Le prix Nobel Joseph Stiglitz déplore le manque de prévoyance de l'Amérique de Trump. Les Etats-Unis, souligne-t-il, ne disposent ni des procédures ni des protocoles adaptés pour les voyageurs en provenance de l'étranger et potentiellement exposés au virus.

Joseph Stiglitz est titulaire du prix Nobel d'économie, professeur à l'université de Columbia à New-York et économiste en chef de l'Institut Roosevelt. Son dernier livre s'intitule "People, Power, and Profits: Progressive Capitalism for an Age of Discontent".

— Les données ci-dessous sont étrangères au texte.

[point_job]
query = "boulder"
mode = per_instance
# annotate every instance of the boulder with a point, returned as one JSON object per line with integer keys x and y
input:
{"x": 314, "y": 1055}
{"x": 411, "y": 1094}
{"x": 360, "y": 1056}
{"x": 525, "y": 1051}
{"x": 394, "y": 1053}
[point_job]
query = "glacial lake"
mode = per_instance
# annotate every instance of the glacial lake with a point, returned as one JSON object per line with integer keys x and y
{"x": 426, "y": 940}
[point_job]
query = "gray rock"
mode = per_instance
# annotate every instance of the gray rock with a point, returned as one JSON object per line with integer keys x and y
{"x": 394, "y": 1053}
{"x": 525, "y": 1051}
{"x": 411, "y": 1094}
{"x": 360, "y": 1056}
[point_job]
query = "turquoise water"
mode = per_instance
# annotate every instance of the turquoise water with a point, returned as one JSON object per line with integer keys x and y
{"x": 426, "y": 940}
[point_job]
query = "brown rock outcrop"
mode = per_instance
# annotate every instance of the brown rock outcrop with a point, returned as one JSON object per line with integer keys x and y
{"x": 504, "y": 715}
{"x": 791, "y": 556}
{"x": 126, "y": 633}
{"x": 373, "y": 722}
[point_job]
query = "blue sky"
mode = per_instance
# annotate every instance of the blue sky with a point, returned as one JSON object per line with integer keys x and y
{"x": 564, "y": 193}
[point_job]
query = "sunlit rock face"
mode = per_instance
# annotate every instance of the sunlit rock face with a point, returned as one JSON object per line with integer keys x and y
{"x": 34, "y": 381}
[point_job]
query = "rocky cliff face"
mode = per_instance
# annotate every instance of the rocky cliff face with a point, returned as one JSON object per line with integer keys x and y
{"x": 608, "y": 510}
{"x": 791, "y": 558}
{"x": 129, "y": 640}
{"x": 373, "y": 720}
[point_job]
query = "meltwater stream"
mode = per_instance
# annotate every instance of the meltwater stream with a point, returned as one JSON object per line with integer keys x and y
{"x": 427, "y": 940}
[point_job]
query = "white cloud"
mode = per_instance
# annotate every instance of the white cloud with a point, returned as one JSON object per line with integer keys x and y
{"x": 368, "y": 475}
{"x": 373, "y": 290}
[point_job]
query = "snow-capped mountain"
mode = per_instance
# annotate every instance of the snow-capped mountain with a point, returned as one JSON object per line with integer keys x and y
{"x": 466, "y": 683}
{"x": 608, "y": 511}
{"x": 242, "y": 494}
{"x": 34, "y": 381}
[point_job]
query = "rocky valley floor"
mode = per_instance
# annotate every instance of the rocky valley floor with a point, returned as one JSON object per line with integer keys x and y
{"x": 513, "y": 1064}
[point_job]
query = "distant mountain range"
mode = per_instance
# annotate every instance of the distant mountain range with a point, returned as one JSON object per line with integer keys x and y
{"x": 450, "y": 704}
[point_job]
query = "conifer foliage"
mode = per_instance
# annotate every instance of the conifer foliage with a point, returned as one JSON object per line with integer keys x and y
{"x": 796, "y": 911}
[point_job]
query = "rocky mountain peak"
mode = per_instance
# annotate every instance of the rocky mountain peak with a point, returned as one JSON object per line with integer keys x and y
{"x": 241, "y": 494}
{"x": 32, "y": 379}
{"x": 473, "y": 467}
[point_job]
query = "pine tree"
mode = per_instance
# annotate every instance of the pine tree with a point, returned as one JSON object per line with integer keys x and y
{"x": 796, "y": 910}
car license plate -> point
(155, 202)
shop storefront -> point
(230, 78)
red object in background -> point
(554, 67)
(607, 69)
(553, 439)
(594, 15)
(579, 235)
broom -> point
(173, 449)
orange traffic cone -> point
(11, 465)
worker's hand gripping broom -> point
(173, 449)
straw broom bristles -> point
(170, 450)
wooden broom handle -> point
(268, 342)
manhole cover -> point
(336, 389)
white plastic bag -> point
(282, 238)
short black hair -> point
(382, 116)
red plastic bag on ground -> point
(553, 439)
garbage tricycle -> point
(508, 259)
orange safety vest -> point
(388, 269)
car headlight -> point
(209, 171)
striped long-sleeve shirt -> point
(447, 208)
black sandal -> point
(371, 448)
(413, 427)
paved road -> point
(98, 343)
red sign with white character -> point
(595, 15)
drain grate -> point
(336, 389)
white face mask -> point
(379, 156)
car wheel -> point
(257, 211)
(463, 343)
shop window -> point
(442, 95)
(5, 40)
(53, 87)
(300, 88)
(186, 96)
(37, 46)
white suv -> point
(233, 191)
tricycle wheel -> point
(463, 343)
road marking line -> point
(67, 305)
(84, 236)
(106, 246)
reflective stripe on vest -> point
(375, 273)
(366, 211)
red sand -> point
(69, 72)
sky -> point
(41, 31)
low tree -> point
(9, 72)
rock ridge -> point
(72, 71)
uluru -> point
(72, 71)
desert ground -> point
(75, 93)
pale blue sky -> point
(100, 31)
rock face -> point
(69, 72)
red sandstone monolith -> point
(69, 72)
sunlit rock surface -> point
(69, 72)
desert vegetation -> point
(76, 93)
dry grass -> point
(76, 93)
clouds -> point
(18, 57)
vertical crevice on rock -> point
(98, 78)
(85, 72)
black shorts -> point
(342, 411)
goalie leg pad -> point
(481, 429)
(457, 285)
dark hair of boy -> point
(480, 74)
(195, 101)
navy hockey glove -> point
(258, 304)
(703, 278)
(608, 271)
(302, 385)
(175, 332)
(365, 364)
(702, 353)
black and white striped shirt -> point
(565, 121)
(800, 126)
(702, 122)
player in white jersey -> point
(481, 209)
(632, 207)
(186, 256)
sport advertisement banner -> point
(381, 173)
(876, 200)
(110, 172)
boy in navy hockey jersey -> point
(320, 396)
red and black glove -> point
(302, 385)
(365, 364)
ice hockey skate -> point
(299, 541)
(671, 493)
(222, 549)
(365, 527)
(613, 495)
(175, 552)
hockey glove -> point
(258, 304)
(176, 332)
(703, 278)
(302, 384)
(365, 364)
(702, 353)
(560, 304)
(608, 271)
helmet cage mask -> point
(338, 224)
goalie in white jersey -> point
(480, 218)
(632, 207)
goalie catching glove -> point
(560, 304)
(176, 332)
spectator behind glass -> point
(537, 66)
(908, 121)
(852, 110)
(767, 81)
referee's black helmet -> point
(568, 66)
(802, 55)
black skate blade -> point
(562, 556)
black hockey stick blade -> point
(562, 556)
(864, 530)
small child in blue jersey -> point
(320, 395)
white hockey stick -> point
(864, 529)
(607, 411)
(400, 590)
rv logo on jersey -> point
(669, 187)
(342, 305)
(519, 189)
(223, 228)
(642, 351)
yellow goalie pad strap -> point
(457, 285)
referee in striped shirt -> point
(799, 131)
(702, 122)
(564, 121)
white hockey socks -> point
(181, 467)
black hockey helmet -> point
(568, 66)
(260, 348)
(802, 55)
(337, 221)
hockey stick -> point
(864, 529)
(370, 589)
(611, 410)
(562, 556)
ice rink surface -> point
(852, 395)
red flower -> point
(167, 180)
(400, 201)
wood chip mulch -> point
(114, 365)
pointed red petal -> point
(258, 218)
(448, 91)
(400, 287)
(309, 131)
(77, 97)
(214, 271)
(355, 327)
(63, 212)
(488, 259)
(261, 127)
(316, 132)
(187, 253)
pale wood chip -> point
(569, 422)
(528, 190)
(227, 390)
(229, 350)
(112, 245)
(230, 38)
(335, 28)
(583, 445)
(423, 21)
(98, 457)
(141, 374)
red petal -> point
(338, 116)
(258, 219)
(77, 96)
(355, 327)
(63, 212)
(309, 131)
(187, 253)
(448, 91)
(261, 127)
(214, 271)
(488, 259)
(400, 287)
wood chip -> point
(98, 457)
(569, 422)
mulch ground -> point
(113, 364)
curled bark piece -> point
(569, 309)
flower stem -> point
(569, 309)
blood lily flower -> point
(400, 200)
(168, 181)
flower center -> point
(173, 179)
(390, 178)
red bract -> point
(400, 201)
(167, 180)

En tant que pédagogue, je suis toujours en recherche d'exemples dans l'actualité qui illustrent ou renforcent la validité des principes que j'enseigne - or une pandémie focalise l'attention sur ce qui compte vraiment.

Publicité

La crise du Covid-19 est riche d'enseignements, notamment pour les USA. Voici l'un d'eux: les virus ignorent les passeports, sont indifférents aux frontières nationales et à la rhétorique nationaliste. Dans notre monde extrêmement intégré, une maladie contagieuse qui apparaît dans un pays est appelée à se répandre partout sur la planète.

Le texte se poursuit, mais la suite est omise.